Ernesto Martínez, quien cuidaba al máximo sus contactos para evitar infectarse, contagió a su padre y a su tío antes de morir. En apenas 15 días, Gloria Martínez asegura que ha pagado 40.000 pesos (casi 2.000 dólares) solo por el tratamiento de su padre en casa.
En los casos más extremos, donde un paciente necesita atención en un hospital particular durante varias semanas, la factura puede llegar a ascender a los 3 millones de pesos (casi 150.000 dólares).
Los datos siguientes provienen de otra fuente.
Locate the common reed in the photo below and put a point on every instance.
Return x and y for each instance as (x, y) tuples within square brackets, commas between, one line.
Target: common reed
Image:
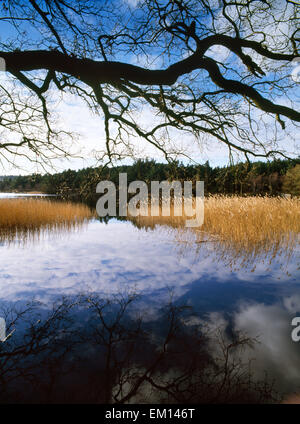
[(240, 226), (24, 219)]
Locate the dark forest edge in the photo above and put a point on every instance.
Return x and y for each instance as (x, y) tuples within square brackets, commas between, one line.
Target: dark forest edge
[(256, 178)]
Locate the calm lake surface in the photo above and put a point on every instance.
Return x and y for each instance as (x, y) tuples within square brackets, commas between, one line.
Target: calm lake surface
[(254, 295)]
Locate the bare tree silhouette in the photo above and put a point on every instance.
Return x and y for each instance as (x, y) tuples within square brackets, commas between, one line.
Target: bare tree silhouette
[(214, 69)]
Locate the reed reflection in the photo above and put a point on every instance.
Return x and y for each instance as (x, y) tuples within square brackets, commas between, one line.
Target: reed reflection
[(237, 229)]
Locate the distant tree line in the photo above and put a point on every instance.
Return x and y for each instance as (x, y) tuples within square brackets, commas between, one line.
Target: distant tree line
[(256, 178)]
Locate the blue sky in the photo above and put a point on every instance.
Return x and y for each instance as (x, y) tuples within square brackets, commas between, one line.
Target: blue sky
[(73, 114)]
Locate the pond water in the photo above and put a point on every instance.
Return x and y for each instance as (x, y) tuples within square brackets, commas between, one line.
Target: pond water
[(258, 296)]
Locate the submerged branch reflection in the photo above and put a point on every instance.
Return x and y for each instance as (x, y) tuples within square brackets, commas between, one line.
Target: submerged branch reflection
[(110, 354)]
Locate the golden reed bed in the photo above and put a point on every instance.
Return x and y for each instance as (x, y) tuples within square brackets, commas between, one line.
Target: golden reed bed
[(27, 219), (240, 225)]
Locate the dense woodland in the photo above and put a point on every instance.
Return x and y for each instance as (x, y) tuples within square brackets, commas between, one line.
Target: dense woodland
[(257, 178)]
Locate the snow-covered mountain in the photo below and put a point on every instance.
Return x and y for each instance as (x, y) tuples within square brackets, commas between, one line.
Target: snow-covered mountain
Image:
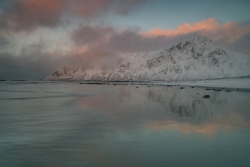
[(192, 57)]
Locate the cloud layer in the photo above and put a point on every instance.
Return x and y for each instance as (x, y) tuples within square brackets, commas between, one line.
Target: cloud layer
[(87, 40)]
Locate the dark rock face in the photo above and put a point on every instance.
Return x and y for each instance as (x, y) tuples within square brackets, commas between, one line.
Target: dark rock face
[(206, 96)]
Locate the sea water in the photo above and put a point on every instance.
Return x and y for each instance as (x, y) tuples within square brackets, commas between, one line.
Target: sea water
[(71, 124)]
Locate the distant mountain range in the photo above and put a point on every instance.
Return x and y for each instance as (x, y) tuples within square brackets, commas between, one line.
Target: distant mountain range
[(192, 57)]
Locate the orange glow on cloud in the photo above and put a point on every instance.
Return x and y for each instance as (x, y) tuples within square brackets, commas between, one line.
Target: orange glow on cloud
[(44, 6), (210, 27)]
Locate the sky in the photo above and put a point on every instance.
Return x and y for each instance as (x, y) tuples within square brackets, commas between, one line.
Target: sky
[(40, 36)]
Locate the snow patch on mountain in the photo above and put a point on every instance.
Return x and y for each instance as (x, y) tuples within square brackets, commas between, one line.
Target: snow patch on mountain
[(189, 58)]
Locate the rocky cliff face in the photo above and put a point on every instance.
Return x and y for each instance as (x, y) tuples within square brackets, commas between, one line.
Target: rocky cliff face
[(193, 57)]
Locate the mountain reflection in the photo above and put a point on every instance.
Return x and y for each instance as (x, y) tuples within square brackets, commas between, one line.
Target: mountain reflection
[(165, 108)]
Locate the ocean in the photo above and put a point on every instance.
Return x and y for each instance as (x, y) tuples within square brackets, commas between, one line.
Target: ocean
[(71, 124)]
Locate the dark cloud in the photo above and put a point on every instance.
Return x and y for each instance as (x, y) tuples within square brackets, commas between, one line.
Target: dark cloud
[(25, 15), (91, 34), (111, 40)]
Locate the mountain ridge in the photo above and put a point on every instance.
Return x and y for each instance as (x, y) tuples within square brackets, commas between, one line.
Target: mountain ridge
[(192, 57)]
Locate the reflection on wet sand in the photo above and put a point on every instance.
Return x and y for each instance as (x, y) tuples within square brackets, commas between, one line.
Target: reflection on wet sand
[(158, 107), (144, 126)]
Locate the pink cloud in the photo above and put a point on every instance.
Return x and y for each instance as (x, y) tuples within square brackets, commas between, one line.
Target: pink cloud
[(210, 28), (25, 15)]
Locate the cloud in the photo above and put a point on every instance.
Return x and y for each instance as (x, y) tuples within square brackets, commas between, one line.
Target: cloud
[(210, 28), (32, 63), (26, 15), (29, 14), (103, 38)]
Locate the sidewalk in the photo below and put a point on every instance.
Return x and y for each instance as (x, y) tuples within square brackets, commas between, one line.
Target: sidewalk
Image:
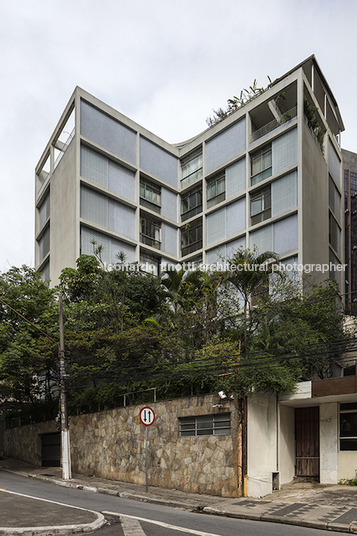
[(329, 507)]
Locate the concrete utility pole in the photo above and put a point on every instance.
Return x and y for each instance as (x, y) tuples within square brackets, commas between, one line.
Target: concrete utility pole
[(65, 444)]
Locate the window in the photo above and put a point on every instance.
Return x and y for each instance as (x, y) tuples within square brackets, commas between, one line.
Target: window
[(150, 195), (44, 211), (191, 167), (334, 199), (150, 233), (150, 263), (261, 165), (44, 244), (348, 426), (334, 234), (191, 237), (260, 206), (216, 191), (191, 204), (219, 424)]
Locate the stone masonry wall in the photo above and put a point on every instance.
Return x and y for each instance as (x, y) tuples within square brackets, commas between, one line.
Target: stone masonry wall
[(111, 444)]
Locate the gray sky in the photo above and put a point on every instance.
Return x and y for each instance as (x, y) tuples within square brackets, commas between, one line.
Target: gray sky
[(164, 64)]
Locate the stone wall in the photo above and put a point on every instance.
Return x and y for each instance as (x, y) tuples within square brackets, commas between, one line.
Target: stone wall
[(111, 444)]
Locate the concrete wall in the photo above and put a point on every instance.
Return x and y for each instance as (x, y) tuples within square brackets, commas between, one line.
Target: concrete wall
[(111, 444), (313, 203), (287, 444), (261, 444), (347, 465), (64, 236), (328, 443), (24, 442)]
Un médico que colabora en varios hospitales privados de la ciudad, y que dio su testimonio a condición de mantener el anonimato, asegura a EL PAÍS que hay familias que llegan a vender carros o propiedades en el intento de salvar a sus seres queridos. “Depende mucho del hospital, pero en particulares están cobrando una millonada”, explica. “Imagínate que después de todo eso se te muere el paciente y te quedas con una deuda millonaria”, dice, y narra cómo, durante esta segunda ola, han llegado a dejar cuerpos abandonados. “Lo malo es que no hay refrigeradores para ellos y se acumulan”.
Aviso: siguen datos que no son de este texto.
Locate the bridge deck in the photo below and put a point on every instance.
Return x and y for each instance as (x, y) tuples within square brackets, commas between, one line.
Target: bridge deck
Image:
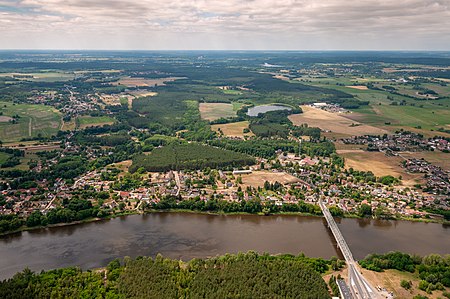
[(358, 285)]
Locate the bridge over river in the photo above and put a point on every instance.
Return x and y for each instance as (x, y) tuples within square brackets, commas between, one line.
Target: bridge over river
[(359, 286)]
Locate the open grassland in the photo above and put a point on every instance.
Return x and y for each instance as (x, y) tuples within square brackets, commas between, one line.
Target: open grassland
[(50, 76), (213, 111), (379, 164), (92, 121), (336, 123), (425, 114), (233, 129), (33, 120), (4, 157), (359, 87), (143, 82), (257, 178)]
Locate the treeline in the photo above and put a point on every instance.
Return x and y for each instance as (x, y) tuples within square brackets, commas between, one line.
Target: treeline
[(433, 269), (74, 210), (13, 158), (253, 206), (189, 157), (266, 148), (245, 275)]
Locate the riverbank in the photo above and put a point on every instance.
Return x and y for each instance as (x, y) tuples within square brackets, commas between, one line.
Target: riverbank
[(150, 211), (187, 235)]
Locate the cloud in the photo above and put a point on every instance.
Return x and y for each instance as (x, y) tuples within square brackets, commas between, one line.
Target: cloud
[(211, 24)]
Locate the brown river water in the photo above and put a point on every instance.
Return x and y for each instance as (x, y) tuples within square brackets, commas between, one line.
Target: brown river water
[(185, 236)]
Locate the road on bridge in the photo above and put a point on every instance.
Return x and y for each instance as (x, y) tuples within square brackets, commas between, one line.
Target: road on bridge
[(358, 285)]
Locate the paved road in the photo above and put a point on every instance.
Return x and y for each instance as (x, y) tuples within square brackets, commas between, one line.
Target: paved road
[(359, 286)]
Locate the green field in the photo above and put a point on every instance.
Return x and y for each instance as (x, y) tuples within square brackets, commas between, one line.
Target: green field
[(233, 92), (91, 121), (427, 115), (34, 121), (44, 76), (4, 157)]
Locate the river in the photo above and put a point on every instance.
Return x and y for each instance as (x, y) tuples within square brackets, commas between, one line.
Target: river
[(186, 235)]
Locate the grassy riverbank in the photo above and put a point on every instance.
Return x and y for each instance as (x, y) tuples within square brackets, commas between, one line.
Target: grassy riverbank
[(150, 211)]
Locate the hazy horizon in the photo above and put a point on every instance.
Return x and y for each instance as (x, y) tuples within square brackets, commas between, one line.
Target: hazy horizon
[(261, 25)]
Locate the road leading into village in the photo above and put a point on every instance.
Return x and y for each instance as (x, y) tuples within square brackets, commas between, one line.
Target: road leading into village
[(359, 286)]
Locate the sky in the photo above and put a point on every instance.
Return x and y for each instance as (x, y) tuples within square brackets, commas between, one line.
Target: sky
[(225, 24)]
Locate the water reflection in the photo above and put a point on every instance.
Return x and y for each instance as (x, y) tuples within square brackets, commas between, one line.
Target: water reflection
[(185, 236)]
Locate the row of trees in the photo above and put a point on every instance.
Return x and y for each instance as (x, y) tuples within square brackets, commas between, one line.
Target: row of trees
[(253, 206), (433, 269), (245, 275), (189, 157)]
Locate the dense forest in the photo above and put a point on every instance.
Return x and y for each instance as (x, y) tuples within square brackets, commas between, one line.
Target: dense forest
[(248, 275), (188, 157)]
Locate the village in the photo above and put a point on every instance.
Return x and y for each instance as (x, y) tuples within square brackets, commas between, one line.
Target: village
[(400, 142), (288, 179)]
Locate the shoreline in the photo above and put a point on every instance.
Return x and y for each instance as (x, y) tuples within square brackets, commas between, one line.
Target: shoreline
[(152, 211)]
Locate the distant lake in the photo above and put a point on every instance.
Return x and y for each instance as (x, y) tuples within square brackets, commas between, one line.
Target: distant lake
[(254, 111)]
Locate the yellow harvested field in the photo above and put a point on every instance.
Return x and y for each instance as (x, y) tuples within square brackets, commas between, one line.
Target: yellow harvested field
[(233, 129), (143, 93), (390, 279), (379, 164), (257, 178), (437, 157), (359, 87), (137, 82), (333, 122), (213, 111)]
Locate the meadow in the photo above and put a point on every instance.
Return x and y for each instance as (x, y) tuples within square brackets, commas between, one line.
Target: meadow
[(86, 121), (33, 121)]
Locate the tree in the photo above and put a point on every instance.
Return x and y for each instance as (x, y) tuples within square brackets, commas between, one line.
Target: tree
[(406, 284), (365, 210)]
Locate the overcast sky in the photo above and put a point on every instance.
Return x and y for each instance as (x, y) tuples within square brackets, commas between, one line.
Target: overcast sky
[(225, 24)]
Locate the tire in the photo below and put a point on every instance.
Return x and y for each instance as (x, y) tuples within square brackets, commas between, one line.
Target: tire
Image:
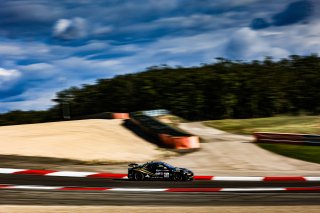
[(177, 177), (138, 176)]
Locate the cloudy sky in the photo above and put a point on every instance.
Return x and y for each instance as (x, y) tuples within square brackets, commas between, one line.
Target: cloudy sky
[(47, 46)]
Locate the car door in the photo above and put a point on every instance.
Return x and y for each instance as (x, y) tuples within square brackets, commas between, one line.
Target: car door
[(162, 171)]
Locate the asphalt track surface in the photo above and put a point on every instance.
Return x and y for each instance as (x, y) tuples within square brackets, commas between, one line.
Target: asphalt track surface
[(46, 197)]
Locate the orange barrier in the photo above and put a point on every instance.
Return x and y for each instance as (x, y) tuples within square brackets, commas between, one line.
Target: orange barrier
[(269, 137), (190, 142), (183, 142), (120, 116)]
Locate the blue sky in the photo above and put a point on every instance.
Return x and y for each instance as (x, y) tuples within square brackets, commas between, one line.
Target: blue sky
[(47, 46)]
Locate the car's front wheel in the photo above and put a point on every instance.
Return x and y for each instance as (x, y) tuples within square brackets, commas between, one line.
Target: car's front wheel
[(138, 176)]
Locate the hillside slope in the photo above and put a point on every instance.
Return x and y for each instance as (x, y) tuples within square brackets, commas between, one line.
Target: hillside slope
[(87, 140)]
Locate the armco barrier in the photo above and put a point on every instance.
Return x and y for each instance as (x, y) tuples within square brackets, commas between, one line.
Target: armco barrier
[(104, 115), (120, 116), (268, 137), (168, 135)]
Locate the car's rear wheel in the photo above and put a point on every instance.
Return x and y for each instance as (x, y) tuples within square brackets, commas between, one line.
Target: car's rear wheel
[(177, 177), (138, 176)]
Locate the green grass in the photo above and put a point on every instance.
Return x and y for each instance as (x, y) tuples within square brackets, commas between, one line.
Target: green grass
[(302, 152), (279, 124)]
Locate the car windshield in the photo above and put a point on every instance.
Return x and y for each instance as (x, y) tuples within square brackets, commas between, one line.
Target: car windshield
[(168, 165)]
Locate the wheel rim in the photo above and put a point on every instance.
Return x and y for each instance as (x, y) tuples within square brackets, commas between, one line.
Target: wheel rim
[(177, 176), (139, 176)]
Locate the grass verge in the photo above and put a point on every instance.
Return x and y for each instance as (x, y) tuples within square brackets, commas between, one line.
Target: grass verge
[(280, 124), (302, 152)]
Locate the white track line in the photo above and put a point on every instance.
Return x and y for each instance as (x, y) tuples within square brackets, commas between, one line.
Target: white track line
[(70, 174)]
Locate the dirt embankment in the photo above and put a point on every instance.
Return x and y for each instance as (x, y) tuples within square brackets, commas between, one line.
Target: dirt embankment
[(85, 140)]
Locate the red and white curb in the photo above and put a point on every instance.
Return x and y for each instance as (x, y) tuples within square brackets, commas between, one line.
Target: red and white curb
[(68, 188), (124, 176)]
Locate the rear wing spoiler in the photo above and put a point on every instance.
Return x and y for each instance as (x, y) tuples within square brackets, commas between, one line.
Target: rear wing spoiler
[(133, 164)]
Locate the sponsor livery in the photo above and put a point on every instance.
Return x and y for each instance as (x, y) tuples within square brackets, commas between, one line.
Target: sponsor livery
[(158, 170)]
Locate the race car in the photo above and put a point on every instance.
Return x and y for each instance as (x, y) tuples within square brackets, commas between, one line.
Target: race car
[(159, 171)]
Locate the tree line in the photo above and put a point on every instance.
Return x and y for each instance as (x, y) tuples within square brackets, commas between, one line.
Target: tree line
[(224, 89)]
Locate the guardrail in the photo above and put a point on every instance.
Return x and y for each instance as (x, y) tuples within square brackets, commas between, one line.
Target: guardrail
[(168, 135), (269, 137), (104, 115)]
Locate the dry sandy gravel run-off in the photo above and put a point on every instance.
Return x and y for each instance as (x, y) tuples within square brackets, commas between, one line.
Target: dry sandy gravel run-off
[(86, 140)]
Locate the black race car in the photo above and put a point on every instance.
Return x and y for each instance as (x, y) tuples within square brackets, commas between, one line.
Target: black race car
[(158, 170)]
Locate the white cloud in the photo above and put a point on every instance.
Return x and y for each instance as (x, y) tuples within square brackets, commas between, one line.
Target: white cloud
[(70, 28), (8, 77)]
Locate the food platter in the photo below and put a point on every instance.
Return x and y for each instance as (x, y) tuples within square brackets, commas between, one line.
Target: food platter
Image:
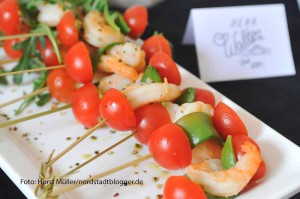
[(25, 146)]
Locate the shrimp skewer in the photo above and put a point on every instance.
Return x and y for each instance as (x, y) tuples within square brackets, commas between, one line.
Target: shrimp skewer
[(125, 59), (209, 149), (216, 181), (97, 32), (140, 95)]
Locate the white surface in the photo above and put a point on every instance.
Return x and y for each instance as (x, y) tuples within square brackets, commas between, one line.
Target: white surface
[(242, 42), (21, 158)]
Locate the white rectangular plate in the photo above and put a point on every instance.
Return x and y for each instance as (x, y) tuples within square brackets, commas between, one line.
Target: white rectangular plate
[(22, 151)]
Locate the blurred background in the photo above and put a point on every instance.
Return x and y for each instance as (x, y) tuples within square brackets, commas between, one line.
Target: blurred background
[(273, 100)]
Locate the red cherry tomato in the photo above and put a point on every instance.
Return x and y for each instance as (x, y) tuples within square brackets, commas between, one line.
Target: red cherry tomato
[(154, 44), (227, 122), (78, 63), (205, 96), (149, 118), (67, 32), (166, 67), (117, 110), (170, 147), (136, 17), (237, 142), (61, 86), (9, 50), (180, 187), (48, 54), (85, 105), (9, 17)]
La magnitud del exceso de muertes ha sobrepasado cualquier previsión logística, privada o pública, y eso ha alcanzado hasta el paso más elemental para tramitar un fallecimiento: la obtención de un certificado de defunción. Santiago Reynaga Ávila apenas tuvo tiempo de buscar una funeraria cuando falleció su padre. “Me pasé llamando, pero todas me decían que había una espera de cuatro días, ¿qué voy a hacer yo con el cuerpo tanto tiempo?”, exclama. En los servicios de certificados de defunción, necesarios para empezar los trámites de inhumación o cremación, había una cola de casi una semana. Antes de la pandemia, conseguir este documento requería solo unas horas y era un trámite que no costaba más de 1.500 pesos. “Un conocido nos ofreció el servicio de un amigo suyo que nos conseguía el documento por 12.000 pesos. Nos pareció demasiado, pero el segundo que encontramos nos lo subía a 15.000”, recuerda.
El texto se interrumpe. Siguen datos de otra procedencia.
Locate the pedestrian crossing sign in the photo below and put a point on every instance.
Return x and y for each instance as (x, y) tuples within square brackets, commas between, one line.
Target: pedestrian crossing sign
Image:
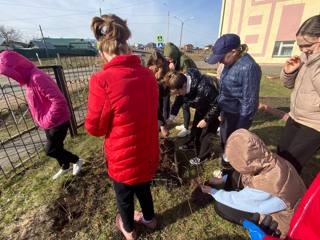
[(159, 41)]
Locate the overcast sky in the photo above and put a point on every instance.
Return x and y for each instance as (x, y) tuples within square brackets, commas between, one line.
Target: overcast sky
[(146, 18)]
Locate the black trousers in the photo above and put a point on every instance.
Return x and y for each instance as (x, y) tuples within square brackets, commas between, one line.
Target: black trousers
[(298, 143), (177, 104), (54, 147), (125, 202), (203, 137)]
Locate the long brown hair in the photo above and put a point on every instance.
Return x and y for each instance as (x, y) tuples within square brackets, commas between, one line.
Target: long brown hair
[(310, 27), (111, 33)]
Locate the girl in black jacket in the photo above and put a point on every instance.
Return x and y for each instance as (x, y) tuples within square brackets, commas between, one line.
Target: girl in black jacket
[(199, 92), (159, 66)]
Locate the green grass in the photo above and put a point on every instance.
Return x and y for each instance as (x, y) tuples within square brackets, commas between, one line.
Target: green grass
[(33, 206)]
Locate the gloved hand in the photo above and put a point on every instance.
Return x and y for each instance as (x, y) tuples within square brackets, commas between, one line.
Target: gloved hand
[(255, 232)]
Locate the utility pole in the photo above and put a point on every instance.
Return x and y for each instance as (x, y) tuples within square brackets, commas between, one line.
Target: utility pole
[(182, 23), (44, 41), (168, 26)]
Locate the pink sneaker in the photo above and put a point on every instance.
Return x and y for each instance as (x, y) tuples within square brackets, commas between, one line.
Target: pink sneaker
[(128, 235), (138, 217)]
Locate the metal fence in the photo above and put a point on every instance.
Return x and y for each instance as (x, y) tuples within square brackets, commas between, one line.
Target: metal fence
[(21, 140)]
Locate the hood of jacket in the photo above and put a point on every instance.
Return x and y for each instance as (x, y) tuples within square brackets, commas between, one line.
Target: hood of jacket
[(16, 66), (262, 169), (172, 51), (265, 171)]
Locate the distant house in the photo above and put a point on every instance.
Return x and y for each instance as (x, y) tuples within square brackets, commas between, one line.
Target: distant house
[(188, 47), (51, 47), (207, 47), (268, 27), (150, 46)]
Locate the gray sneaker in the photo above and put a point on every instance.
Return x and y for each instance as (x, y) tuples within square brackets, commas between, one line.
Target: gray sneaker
[(77, 167), (60, 173)]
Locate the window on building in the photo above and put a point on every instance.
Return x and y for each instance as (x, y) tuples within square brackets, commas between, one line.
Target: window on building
[(282, 49)]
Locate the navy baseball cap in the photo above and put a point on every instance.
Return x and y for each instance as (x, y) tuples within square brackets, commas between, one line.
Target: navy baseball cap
[(223, 45)]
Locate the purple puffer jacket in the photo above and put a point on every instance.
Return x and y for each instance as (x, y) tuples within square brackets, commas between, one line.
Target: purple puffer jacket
[(48, 106)]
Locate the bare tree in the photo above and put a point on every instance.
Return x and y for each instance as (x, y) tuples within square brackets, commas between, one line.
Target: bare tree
[(10, 35)]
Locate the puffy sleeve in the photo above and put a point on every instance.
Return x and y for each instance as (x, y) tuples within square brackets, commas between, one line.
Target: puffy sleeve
[(99, 116)]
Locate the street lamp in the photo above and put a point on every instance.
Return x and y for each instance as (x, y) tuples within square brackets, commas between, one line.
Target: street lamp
[(182, 23), (165, 4)]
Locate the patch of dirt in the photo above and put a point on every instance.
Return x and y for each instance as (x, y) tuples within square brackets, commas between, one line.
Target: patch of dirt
[(79, 199), (168, 172)]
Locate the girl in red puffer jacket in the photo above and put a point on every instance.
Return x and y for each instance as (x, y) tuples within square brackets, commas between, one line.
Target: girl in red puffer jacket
[(123, 107)]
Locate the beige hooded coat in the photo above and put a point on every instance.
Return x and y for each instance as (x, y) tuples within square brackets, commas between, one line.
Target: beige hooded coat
[(266, 171)]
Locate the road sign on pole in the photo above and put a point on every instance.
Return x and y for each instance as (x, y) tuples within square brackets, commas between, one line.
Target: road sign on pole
[(159, 41)]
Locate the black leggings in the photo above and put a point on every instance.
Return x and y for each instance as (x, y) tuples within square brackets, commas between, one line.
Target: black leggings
[(54, 147), (177, 104), (298, 143), (125, 202)]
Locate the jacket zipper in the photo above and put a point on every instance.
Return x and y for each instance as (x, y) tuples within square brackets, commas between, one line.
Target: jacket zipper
[(295, 100)]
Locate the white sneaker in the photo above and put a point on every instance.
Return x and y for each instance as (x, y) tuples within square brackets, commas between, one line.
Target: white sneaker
[(171, 120), (77, 167), (180, 127), (183, 133), (195, 161), (60, 173)]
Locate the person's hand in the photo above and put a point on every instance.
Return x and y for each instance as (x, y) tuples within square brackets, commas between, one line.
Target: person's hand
[(292, 64), (172, 66), (205, 189), (202, 124), (158, 74), (255, 232), (164, 131)]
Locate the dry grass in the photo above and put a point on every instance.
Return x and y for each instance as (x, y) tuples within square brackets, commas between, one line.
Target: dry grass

David Vélez, presidente de la Asociación de Propietarios de Funerarias y Embalsamadores, explica que durante la segunda ola de covid-19 se produjo un desabastecimiento del papel oficial numerado de los certificados en el Estado de México. Además, empezaron a escasear los ataúdes. Aun así, asegura que los servicios funerarios se mantienen en los 10.000 pesos. Gloria Martínez añade que muchas empresas particulares sobrepasan esos precios. “Lo más barato que encuentras es en 18.000 pesos, pero hay quien llega a pagar por lo mismo 31.000”, detalla.
Vélez explica que además no existe un mecanismo regulador para los precios de los funerales. A diferencia de otros servicios de la pandemia que deben acogerse a una tarifa fija para evitar oportunismos —como el precio de los tanques de oxígeno—, las tarifas funerarias responden a la ley de oferta y demanda del mercado en cada momento, y en un año de pandemia las solicitudes se han disparado. Aun así, Vélez asegura que en la segunda ola la tarifa de las funerarias bajó un 40% por el desabastecimiento de ataúdes, una de las piezas más caras de toda la ceremonia. “Al quemar los cuerpos directamente en la bolsa, se prescinde del ataúd y baja el precio”, explica.
Los panteones que dirige Martínez en Iztapalapa se preparan para la llegada de dos cuerpos víctimas de covid que serán enterrados en una tumba dentro de sus 120 hectáreas cuadradas. La alcaldía popular de Iztapalapa, que con 1,8 millones de habitantes ha perdido a 4.000 vecinos por el virus —más que algunas entidades federativas enteras—, recibe cuerpos de otros Estados donde ya no queda sitio. Las tumbas que ha cavado el sepulturero Gustavo Mendoza se suman a las más de 85 que ha abierto en la última jornada. Y todavía quedan más de 50.000 huecos.